Melamine-Based Dendrimers

A triazine ring was used as the core for dendrimers based on melamine (Neerman, Zhang, Parrish, & Simanek, 2004). This core structure allows researchers to specifically tailor both the functional groups present on the dendrimer surface along with their spatial arrangement (Zhang, Jiang, Qin, Perez, Parrish, Safe, & Simanek, 2003). Neerman et al. used a G3 melamine dendrimer with amine functional groups and found that these dendrimers exhibited toxicity to Clone 9 rat liver cells at 0.1 mg/ml. This relatively high level of toxicity is likely due to a combination of the terminal amine groups and the architecture, which is rich in polyether bonds and triazole rings. The in vivo effects of these melamine dendrimers were also investigated (Neerman et al., 2004). Melamine G3 was found to be lethal at the extremely high dose of 160 mg/kg in male C3H mice at 6–12 h. Blood urea nitrogen was used to assess renal toxicity. No significant difference between the melamine G3 and the control group was found at 2.5, 10, or 40 mg/kg after 48 h or 6 weeks. The chronic time point taken at 6 weeks comprised three doses every 3 weeks for 6 weeks total. Alanine transaminase was used to assess liver function. Again no difference was found between G3 melamine treatment and the control at 2.5 and 10 mg/kg after 48 h or 6 weeks; however, there was a significant difference between both the 48 h and 6-week groups dosed at 40 mg/kg melamine G3 and PBS-treated mice. Thus melamine G3 is apparently not toxic to the kidney even at high doses and was confirmed through histological staining with hemotoxylin and eosin (Neerman et al., 2004). However, liver toxicity is an issue at 40 mg/kg as evidenced by hepatocyte necrosis in histological slides. These findings are comparable to those by Roberts et al. (1996) who found that cationic PAMAM was relatively well tolerated even at high doses near 40 mg/kg except for G7.

Summary

Based on the studies presented, a complex combination of dendrimer architecture, molecular weight, and surface functionality/charge plays a role in toxicity in vitro. The effect on a specific cell model may be unique and cannot be extrapolated to other cell types. The behavior of dendrimers in vivo is less well defined and unified.
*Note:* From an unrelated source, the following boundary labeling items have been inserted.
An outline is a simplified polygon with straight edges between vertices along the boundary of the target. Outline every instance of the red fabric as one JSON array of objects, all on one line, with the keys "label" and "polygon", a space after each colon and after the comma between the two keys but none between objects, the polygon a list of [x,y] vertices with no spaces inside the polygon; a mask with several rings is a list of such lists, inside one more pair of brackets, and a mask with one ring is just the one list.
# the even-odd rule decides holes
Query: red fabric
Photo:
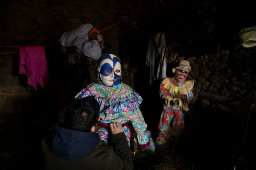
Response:
[{"label": "red fabric", "polygon": [[44,47],[20,47],[19,73],[27,75],[28,84],[36,90],[38,83],[44,88],[44,84],[49,78]]}]

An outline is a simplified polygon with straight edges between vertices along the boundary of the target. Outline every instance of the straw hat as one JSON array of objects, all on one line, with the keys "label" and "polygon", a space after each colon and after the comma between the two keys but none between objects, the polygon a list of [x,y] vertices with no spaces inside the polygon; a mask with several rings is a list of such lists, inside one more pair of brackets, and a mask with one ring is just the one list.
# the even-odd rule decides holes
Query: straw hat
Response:
[{"label": "straw hat", "polygon": [[190,70],[190,71],[191,71],[191,67],[190,67],[189,62],[187,60],[181,60],[179,63],[178,66],[172,68],[172,72],[174,73],[176,70],[182,68],[187,68]]},{"label": "straw hat", "polygon": [[242,45],[249,48],[256,46],[256,26],[246,28],[240,30],[237,35]]}]

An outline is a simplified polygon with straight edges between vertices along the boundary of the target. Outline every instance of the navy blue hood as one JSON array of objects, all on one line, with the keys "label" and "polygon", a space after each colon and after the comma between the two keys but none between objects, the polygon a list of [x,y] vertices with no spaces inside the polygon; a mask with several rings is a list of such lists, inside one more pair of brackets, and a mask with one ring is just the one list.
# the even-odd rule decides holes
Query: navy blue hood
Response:
[{"label": "navy blue hood", "polygon": [[86,155],[100,141],[97,133],[83,132],[55,125],[53,135],[53,153],[59,158],[74,159]]}]

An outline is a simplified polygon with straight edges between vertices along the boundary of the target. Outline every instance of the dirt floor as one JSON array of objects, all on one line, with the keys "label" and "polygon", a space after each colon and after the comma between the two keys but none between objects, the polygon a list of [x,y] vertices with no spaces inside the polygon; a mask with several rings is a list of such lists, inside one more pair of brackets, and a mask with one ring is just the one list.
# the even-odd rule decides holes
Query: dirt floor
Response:
[{"label": "dirt floor", "polygon": [[[57,112],[1,115],[0,170],[42,169],[40,143],[56,120]],[[176,140],[170,138],[165,144],[156,146],[154,154],[137,152],[134,169],[233,169],[235,149],[243,138],[246,118],[213,108],[194,109],[186,114],[185,128]],[[255,115],[251,115],[244,148],[247,168],[241,170],[256,169],[255,157],[250,156],[255,151],[252,135],[255,123]],[[153,140],[157,136],[153,131]]]}]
In vitro and in vivo disconnect also exists. For example, cationic PAMAM dendrimers that show relatively high toxicity in vitro are reasonably tolerated in vivo even at high doses (Roberts et al., 1996; Malik et al., 2000; Neerman et al., 2004). Other groups have injected even higher doses of anionic dendrimer. PEG-G2 polyester dendrons (MW 23,500 Da) were iv injected into CD-1 nude mice at 1.3 g/kg with immediate lethality in one of two mice (De Jesus et al., 2002). In addition, the major focus of dendrimer research has focused on cationic PAMAM and PEI dendrimers with significantly fewer studies on anionic dendrimers or different architecture (Tables 7.27.5). The current body of work supports some generalized hypotheses. First, cationic surface charge increases toxicity through membrane destabilization. And second, the structure of the dendrons also plays a role in membrane destabilization as seen with the melamine dendrimer (Neerman et al., 2004) and polyether G0 dendrimer (Malik et al., 2000). However, more research is needed into the full mechanism underlying the complex interaction of dendrimer molecular weight, size, surface charge, and architecture.

Conclusions

More research has been performed on cationic dendrimer biocompatibility than bioMEMS or anionic dendrimer biocompatibility. A few general conclusions can be made regarding dendrimer structure, surface charge, and architecture, but more mechanistic research is needed to better understand the complex role these factors play. In addition, little standardized biocompatibility have been performed for bioMEMS and dendrimers. More conclusions regarding dendrimer biocompatibility could be drawn with more careful selection of cell model and culture conditions as evidenced previously and in Tables 7.27.5. Therefore more research adhering to the guidelines established by ISO 10993 and ASTM F748 will allow researchers to draw conclusions from similar experiments that are not currently available.